Real reason we don't trust the government



Americans believe an amazing range of kooky things. FEMA has death camps, fluoridation corrupts your bodily fluids, the existence of UFOs are more likely than the survival of social security, Sarah Palin is qualified to be president, and so on.

In the old soviet union, rumors like these came about because everyone knew that the state media was just spewing propaganda. Americans believe this crap because the Internet allows any idea, no matter how crazy to get equal footing with just about everything else.

But not every rumor is unfounded. As the saying goes, just because I'm paranoid, doesn't mean they aren't out to get me. Things such as the air at ground zero is perfectly safe and toxic sludge is good for you seriously erode what little faith people have in government institutions.

Now there is this:

The US government skirted over the radiation safety concerns of airport X-ray machines

According to a new report by ProPublica and the PBS NewHour, the US government has gone ahead with the controversial scanners despite serious concerns from radiation safety experts. The scanners are expected to be in place in every American airport security lane by as early as 2014. This is a big reversal from as recently as 1998, when the device's own inventor, Steven W. Smith, told a panel of radiation safety experts, said he didn't think such devices would be used at lower-security facilities - such as airports.


People don't seem to appreciate that every decision has a cost. Want more intrusive security to feel safer when you fly. You might be increasing your chance of cancer. Proponents argue that the increased risk is very small.

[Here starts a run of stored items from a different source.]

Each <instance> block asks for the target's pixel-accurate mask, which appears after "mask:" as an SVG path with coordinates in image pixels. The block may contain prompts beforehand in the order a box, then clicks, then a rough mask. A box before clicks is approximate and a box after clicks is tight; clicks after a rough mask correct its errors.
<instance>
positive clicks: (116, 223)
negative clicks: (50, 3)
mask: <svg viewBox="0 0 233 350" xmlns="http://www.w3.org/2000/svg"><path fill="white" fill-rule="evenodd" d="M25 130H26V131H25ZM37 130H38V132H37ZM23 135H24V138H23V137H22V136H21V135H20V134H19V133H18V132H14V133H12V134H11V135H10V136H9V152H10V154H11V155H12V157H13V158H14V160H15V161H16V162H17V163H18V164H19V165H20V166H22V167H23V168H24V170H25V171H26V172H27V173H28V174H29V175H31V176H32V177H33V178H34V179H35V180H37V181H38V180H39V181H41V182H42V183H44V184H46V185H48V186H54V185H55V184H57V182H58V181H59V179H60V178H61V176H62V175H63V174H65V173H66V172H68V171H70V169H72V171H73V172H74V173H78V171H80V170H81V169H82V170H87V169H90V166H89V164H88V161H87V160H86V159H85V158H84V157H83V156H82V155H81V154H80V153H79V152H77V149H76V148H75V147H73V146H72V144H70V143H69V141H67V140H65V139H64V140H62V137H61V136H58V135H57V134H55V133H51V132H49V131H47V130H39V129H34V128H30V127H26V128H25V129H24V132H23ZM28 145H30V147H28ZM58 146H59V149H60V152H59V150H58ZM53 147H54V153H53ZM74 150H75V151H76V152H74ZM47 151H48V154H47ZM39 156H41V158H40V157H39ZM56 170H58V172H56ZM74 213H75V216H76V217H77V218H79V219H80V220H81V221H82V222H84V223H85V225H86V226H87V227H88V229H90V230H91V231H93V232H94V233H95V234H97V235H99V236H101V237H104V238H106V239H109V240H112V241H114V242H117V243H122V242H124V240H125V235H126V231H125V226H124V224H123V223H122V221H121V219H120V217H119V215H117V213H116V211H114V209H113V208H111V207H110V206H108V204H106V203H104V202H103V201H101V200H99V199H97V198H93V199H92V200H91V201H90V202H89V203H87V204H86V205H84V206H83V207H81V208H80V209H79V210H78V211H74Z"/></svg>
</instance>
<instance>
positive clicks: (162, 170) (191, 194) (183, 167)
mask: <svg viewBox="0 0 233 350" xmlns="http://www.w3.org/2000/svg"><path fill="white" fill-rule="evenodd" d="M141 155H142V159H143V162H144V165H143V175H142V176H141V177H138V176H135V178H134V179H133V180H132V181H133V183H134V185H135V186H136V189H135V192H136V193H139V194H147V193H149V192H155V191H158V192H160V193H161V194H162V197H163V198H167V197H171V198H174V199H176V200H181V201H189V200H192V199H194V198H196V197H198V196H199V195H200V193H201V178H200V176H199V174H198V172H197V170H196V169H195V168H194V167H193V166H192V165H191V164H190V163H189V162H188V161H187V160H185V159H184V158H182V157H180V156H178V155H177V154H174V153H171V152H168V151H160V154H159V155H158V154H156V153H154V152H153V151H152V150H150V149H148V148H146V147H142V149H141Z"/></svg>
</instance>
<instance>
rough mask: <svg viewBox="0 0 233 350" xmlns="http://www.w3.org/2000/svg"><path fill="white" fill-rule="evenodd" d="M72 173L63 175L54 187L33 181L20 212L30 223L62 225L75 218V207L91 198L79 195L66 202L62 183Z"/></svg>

UC San Francisco radiologist Rebecca Smith-Bindman found that the radiation emitted by the machines would lead to six cancers in the lifetime of a year's worth of airline passengers, while Columbia's David Brenner placed the figure at as high as a hundred. Those, however, are out of a total of 100 million airline passengers, meaning the odds of developing cancer from a backscatter machine are at worst about one in a million. And, as Smith-Bindman points out, those same 100 million people will develop about 40 million cancers over the course of their lifetimes, with or without the scanners.

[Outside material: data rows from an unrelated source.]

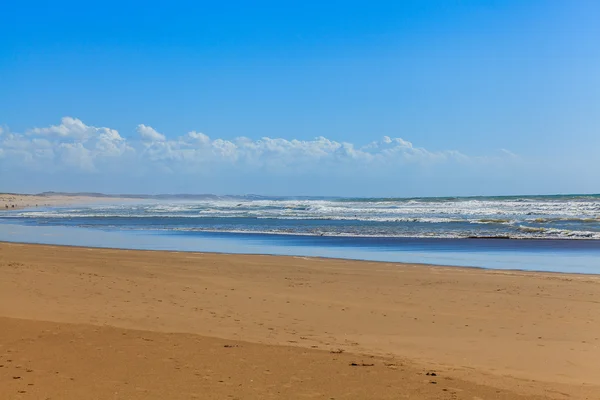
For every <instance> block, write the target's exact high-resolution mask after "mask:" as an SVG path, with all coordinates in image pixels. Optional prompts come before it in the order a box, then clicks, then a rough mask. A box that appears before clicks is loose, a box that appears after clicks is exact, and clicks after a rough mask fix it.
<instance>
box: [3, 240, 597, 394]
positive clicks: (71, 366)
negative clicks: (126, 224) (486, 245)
mask: <svg viewBox="0 0 600 400" xmlns="http://www.w3.org/2000/svg"><path fill="white" fill-rule="evenodd" d="M0 328H1V329H0V365H2V367H0V381H1V382H3V384H1V385H0V398H3V399H4V398H15V399H16V398H19V399H37V398H45V397H43V396H46V397H49V398H61V399H70V398H72V399H76V398H90V397H89V393H93V394H94V396H93V398H98V399H107V398H144V399H148V398H157V399H160V398H194V396H196V398H240V399H247V398H251V399H252V398H256V399H259V398H324V399H330V398H335V399H342V398H353V399H365V398H382V399H383V398H390V399H392V398H393V399H396V398H436V399H444V398H447V399H457V398H465V399H467V398H468V399H473V398H485V399H488V398H498V399H505V398H506V399H508V398H536V397H539V398H558V399H560V398H565V399H566V398H581V399H585V398H588V399H597V398H600V376H599V375H598V373H597V371H598V370H600V340H599V337H600V277H598V276H591V275H568V274H550V273H525V272H517V271H502V272H501V271H487V270H479V269H467V268H455V267H428V266H417V265H406V264H391V263H376V262H359V261H347V260H325V259H318V258H301V257H277V256H249V255H224V254H221V255H217V254H200V253H176V252H153V251H129V250H108V249H87V248H74V247H59V246H43V245H23V244H9V243H0ZM352 364H356V365H352ZM371 364H373V365H371ZM28 370H29V371H30V372H27V371H28ZM432 372H433V373H435V375H431V373H432ZM428 373H429V375H427V374H428ZM432 382H435V383H432ZM30 384H31V385H30ZM86 393H87V394H88V395H86ZM115 393H117V394H115Z"/></svg>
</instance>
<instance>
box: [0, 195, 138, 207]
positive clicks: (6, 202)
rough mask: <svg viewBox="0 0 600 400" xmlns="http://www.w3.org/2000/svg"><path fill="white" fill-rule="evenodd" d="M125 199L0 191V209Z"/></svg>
mask: <svg viewBox="0 0 600 400" xmlns="http://www.w3.org/2000/svg"><path fill="white" fill-rule="evenodd" d="M116 200H118V201H127V200H128V199H126V198H120V197H94V196H71V195H69V196H67V195H61V194H53V195H36V194H16V193H0V211H2V210H17V209H22V208H33V207H48V206H65V205H74V204H78V205H79V204H89V203H103V202H104V203H105V202H111V201H116Z"/></svg>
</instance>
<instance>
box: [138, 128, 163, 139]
mask: <svg viewBox="0 0 600 400" xmlns="http://www.w3.org/2000/svg"><path fill="white" fill-rule="evenodd" d="M137 131H138V133H139V134H140V136H141V137H142V140H145V141H148V142H164V141H165V139H166V138H165V135H163V134H162V133H158V132H157V131H156V130H155V129H154V128H152V127H151V126H146V125H144V124H139V125H138V126H137Z"/></svg>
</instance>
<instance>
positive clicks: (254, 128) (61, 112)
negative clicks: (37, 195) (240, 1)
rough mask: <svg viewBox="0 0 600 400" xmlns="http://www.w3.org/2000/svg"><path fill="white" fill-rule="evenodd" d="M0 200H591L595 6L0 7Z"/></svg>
mask: <svg viewBox="0 0 600 400" xmlns="http://www.w3.org/2000/svg"><path fill="white" fill-rule="evenodd" d="M5 3H6V4H4V3H3V5H2V6H1V8H2V11H1V13H0V14H1V17H0V18H1V21H2V27H1V30H0V127H1V128H0V129H1V132H0V172H1V173H0V186H1V187H0V190H1V191H25V192H37V191H43V190H67V191H104V192H112V193H115V192H146V193H158V192H186V193H207V192H213V193H232V194H233V193H235V194H241V193H259V194H282V195H294V194H295V195H349V196H435V195H482V194H515V193H516V194H520V193H523V194H531V193H567V192H569V193H593V192H600V155H599V154H600V72H598V71H600V46H598V43H600V24H598V23H597V21H598V17H599V16H600V2H597V1H583V0H582V1H552V0H547V1H535V0H531V1H510V0H506V1H450V0H445V1H426V0H422V1H370V2H366V1H363V2H357V1H354V2H353V1H326V2H322V1H320V2H316V1H315V2H312V1H302V2H293V1H287V2H281V1H252V2H249V1H248V2H234V1H232V2H202V1H198V2H168V3H167V2H162V3H158V2H152V1H145V2H128V1H119V2H116V1H103V2H98V3H95V4H85V3H82V2H66V1H54V2H36V1H31V2H27V3H26V4H25V3H24V2H5Z"/></svg>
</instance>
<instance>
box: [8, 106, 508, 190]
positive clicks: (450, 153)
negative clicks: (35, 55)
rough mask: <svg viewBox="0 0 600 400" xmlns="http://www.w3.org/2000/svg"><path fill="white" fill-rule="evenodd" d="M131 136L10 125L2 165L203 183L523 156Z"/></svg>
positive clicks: (18, 166)
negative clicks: (11, 125)
mask: <svg viewBox="0 0 600 400" xmlns="http://www.w3.org/2000/svg"><path fill="white" fill-rule="evenodd" d="M131 133H132V134H133V135H132V136H131V137H129V138H128V139H126V138H124V137H123V136H121V135H120V134H119V132H118V131H117V130H115V129H111V128H108V127H96V126H89V125H86V124H85V123H84V122H82V121H81V120H79V119H77V118H72V117H64V118H62V120H61V122H60V124H58V125H52V126H48V127H42V128H32V129H29V130H26V131H25V132H22V133H16V132H11V131H10V130H9V129H8V128H7V127H4V128H2V129H1V130H0V168H1V170H2V171H3V174H8V173H10V172H13V173H14V172H16V171H19V172H20V176H23V175H24V174H27V173H30V174H31V175H32V176H33V174H35V173H43V174H54V176H61V175H63V176H67V175H69V176H70V175H80V176H81V175H84V176H90V177H94V176H114V177H116V178H118V179H120V180H121V181H122V182H125V181H126V180H127V179H133V178H140V179H141V178H144V177H146V178H149V177H154V176H157V175H160V176H163V175H165V176H169V175H175V176H178V177H181V176H187V177H196V178H199V179H201V178H203V177H204V178H211V179H214V178H216V177H219V176H229V177H231V176H249V175H252V174H254V176H262V177H266V178H268V177H269V176H273V177H286V176H296V177H302V176H305V177H306V176H314V177H324V176H346V177H360V176H362V177H381V176H382V174H385V175H389V176H400V175H406V174H415V173H427V171H431V170H432V169H435V170H437V171H448V169H449V168H450V169H451V168H462V169H472V168H473V167H479V166H490V165H491V166H495V165H502V164H505V163H511V162H514V160H515V159H517V158H518V157H517V156H516V155H515V154H513V153H511V152H510V151H508V150H505V149H502V150H498V151H497V152H495V154H494V155H491V156H469V155H466V154H463V153H461V152H459V151H456V150H443V151H430V150H427V149H425V148H422V147H416V146H414V145H413V144H412V143H411V142H409V141H407V140H404V139H402V138H391V137H388V136H383V137H382V138H381V139H380V140H377V141H373V142H370V143H367V144H363V145H359V144H355V143H348V142H338V141H334V140H330V139H328V138H325V137H322V136H320V137H317V138H315V139H313V140H296V139H291V140H288V139H283V138H270V137H263V138H260V139H256V140H253V139H249V138H246V137H243V136H240V137H237V138H235V139H232V140H225V139H220V138H211V137H209V136H208V135H206V134H204V133H200V132H196V131H192V132H188V133H186V134H184V135H181V136H172V135H165V134H164V133H161V132H158V131H157V130H156V129H154V128H152V127H151V126H148V125H144V124H140V125H138V126H137V127H136V129H135V133H134V132H133V131H132V132H131Z"/></svg>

On average that is true. But if you are one of the many Americans who has high risk factors or has already had cancer, the average> risk may not be relevant to you. Radiation risk is cumulative. the more you play the game, the stronger the odds you'd hit.

The rest can be found here.

1 comment:

B-Daddy said...

Thanks for the clear elucidation of the issue. Trade offs like this require informed consent of the citizens, which can't happen when the government lies and hides the truth.